Dependency: Processing.js (Java-to-JavaScript transpiler)

Processing.js was officially archived on December 5, 2018. Over 100,000 sketches on OpenProcessing that used the Java-to-JavaScript transpiler broke or degraded, as p5.js — the successor — is a different API, not a drop-in replacement.

Fixes & Mitigations

  • Migration: Sketches can be ported to p5.js, but this requires rewriting — p5.js is a different API, not a drop-in replacement for Processing.js.
  • Workaround: OpenProcessing still allows running Processing.js sketches with 'limited features' and no further updates.

Processing.js, created by John Resig in 2008, automatically transpiled Processing (Java) sketches to run in the browser via HTML5 Canvas. Its GitHub repository was officially archived on December 5, 2018.

What changed

Processing.js enabled an enormous ecosystem of browser-based creative coding. OpenProcessing hosted over 100,000 sketches using this approach. When Processing.js was deprecated in favor of p5.js (released 2014 by Lauren McCarthy), these existing sketches did not automatically work — p5.js is a reimagining of Processing for the web with a different JavaScript-native API, not a transpiler for Java syntax.

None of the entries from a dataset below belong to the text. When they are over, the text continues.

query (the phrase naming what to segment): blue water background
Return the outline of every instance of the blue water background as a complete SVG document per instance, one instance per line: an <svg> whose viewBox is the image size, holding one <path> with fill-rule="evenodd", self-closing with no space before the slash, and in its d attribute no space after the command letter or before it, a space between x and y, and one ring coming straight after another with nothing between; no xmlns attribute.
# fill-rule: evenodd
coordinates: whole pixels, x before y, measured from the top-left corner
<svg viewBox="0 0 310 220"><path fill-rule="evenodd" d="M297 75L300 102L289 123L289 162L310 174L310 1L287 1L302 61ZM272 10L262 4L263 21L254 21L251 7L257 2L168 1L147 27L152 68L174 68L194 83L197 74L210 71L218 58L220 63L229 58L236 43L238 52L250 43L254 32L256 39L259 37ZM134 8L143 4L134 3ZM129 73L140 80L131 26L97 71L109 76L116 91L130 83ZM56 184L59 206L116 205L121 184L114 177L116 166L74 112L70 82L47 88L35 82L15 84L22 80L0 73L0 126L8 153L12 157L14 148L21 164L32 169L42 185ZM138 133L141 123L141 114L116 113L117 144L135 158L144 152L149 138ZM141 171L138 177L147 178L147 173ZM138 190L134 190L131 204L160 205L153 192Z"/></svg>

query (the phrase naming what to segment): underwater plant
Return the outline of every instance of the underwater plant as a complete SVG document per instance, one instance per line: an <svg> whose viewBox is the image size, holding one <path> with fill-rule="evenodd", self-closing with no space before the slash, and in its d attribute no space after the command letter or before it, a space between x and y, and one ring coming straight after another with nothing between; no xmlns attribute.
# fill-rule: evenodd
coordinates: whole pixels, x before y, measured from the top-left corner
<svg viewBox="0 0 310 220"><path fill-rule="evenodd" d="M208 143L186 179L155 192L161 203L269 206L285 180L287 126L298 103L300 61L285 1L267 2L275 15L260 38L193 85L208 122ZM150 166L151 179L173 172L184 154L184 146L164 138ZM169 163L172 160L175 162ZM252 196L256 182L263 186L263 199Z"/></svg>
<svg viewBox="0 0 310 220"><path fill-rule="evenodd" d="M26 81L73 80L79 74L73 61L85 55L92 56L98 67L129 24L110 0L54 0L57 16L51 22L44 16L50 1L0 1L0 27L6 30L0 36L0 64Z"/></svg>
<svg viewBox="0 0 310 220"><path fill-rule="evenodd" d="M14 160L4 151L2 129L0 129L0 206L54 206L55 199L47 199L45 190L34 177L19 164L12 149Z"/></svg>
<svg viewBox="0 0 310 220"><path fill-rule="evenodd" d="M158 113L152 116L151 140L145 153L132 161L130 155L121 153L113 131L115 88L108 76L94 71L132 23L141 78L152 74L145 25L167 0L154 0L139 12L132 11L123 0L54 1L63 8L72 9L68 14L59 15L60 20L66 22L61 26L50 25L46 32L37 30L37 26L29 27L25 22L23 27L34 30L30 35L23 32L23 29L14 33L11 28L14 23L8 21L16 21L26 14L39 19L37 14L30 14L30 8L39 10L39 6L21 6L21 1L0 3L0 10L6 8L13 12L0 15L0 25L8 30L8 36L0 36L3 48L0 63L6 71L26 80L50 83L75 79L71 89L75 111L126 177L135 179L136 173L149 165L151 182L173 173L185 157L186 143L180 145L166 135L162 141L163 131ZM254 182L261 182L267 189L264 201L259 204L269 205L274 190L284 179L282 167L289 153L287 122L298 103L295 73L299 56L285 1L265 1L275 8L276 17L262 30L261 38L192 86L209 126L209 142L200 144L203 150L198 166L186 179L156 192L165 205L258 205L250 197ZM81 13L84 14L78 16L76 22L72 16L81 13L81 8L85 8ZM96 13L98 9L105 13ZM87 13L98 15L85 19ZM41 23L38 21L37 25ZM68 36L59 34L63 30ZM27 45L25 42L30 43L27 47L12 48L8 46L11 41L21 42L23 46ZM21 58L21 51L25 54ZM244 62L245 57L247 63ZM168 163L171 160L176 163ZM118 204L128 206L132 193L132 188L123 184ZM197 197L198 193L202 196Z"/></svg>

Many sketches on OpenProcessing now display “This sketch is created with an older version of Processing, and doesn’t work on browsers anymore.” With 100,000+ sketches, most were never ported.

Notes

This is a case where the successor technology is excellent but intentionally incompatible. p5.js is a thriving creative coding community, but the migration from Processing.js requires rewriting code — even if sometimes only a few lines. For the long tail of unmaintained sketches, that rewrite will never happen.